In general, the social conflict doctrines, when carried to the extreme, fail to recognize that conflict and co-operation are correlative social processes. Humanly speaking, one is as old as the other. Both spring from the deepest types of human needs. While the earliest types of associative life may have been characterized by a predominance of conflict, the highest stages are ruled by the co-operative spirit. This transition together with the leading co-operation theories of social progress will be taken up in the chapter which follows.
Suffice it to say here that conflict and competition are essential to social advance. They are both highly useful when operating in the fields of production and service.
Chapter XXI
Co-operation Theories in Sociology
One of the first persons to work out a systematic interpretation of co-operation was Giovanni Vico (1668–1744), an Italian philosopher.[XXI-1] Vico rejected the social contract idea because he believed that it was a false interpretation of the true principle of co-operation. The concept of a social contract embodied an artificial and metaphysical notion of social life.
In his chief work, Principles of a New Science Concerning the Common Nature of Nations, Vico inaugurated a study of actual social phenomena. He sought to discover possible social laws. He attempted to cast aside the accidental social elements and to organize the regularities of social phenomena into laws. He searched for the laws governing the growth and decay of societies. He undertook to analyze the history of human society.

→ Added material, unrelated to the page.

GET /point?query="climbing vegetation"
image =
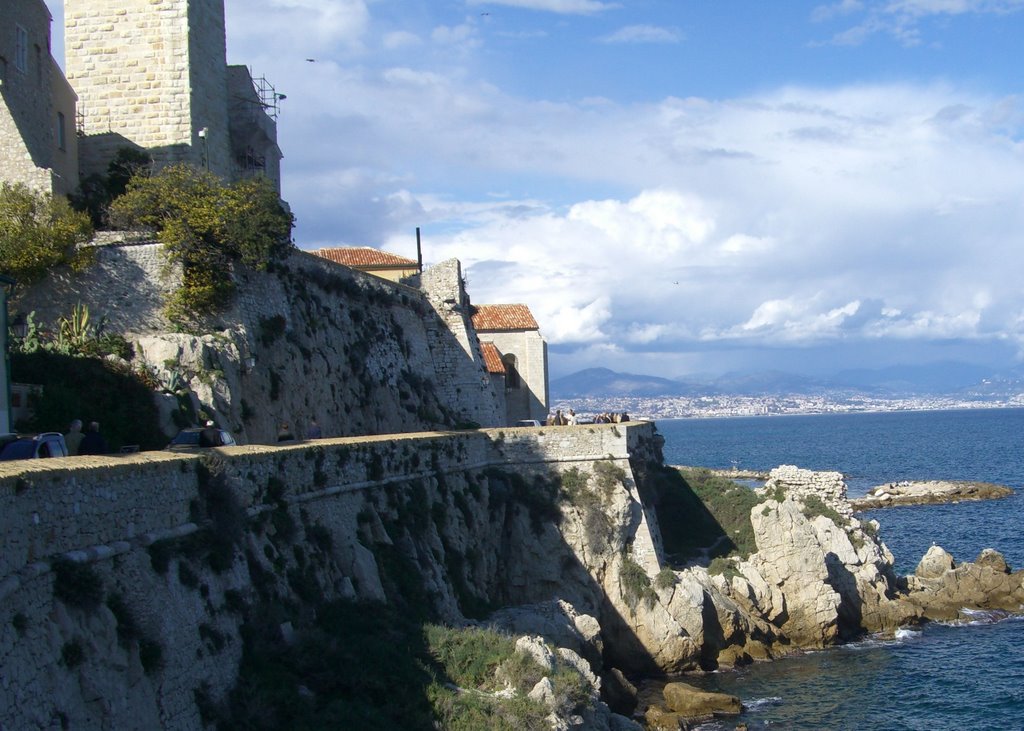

Although Vico’s important treatise was not known outside of Italy until a century and a half after it was originally published, it contained a statement of the factor which is basic to any sound co-operation theory of social progress. Vico was one of the first writers to describe the principle that all human groups have a common nature. His comparative studies of human institutions everywhere, led him always to the belief in the common mind of mankind, a concept which in recent years has been ably elaborated by D. G. Brinton. For this contribution Vico has been called “the father of sociology.”
According to Vico, the fundamental social movement is a gradual unfolding or evolution of social institutions in response to the common needs of people. Society owes its development in part to the reflections of the wise, as the social contract theorists have said, but also to the human feelings even of the brutish. This natural sociability of man has furnished the chief basis for the rise and development of the spirit of co-operation.
The natural sociability of human beings has led, more or less unconsciously on the part of man, to the establishment of necessary social relations and institutions. The purpose of social organization is to produce perfect human personalities. Vico outlined the evolutionary character of society according to the spiral theory, namely, that society does return upon itself but that, when it completes a cycle, it is upon a higher plane of co-operation than when the given cycle began. Vico also made religion a necessary principle of progress. Although in adjusting himself to the prevailing theological dogmas of his time, Vico committed serious scientific errors, he nevertheless is deserving of special credit for his emphasis upon the common nature and natural sociability of mankind.
Hugo Grotius (1583–1645), the celebrated Dutch scholar, gave to social thought the international concept. He advanced the idea of the coming co-operation among the nations—nations which in his time were moved primarily by jealousy and hatred in their relations with one another. Grotius was the originator of a definite set of principles and laws for international co-operation. His work in this regard accentuated the importance of like-mindedness in matters of international polity.
Spinoza, whose contributions regarding the concept of sovereignty have already been stated, declared that the instinct to acquire is naturally stronger than the tendency to share. Hence, man must be educated to perceive the advantages of co-operative living. When this appreciation occurs, when the advantages of co-operation become clear, then man will sublimate his egoistic and self-seeking desires to altruistic communal living. As man comes to understand, step by step, the values of co-operative conduct, he will overcome, degree by degree, his selfish impulses.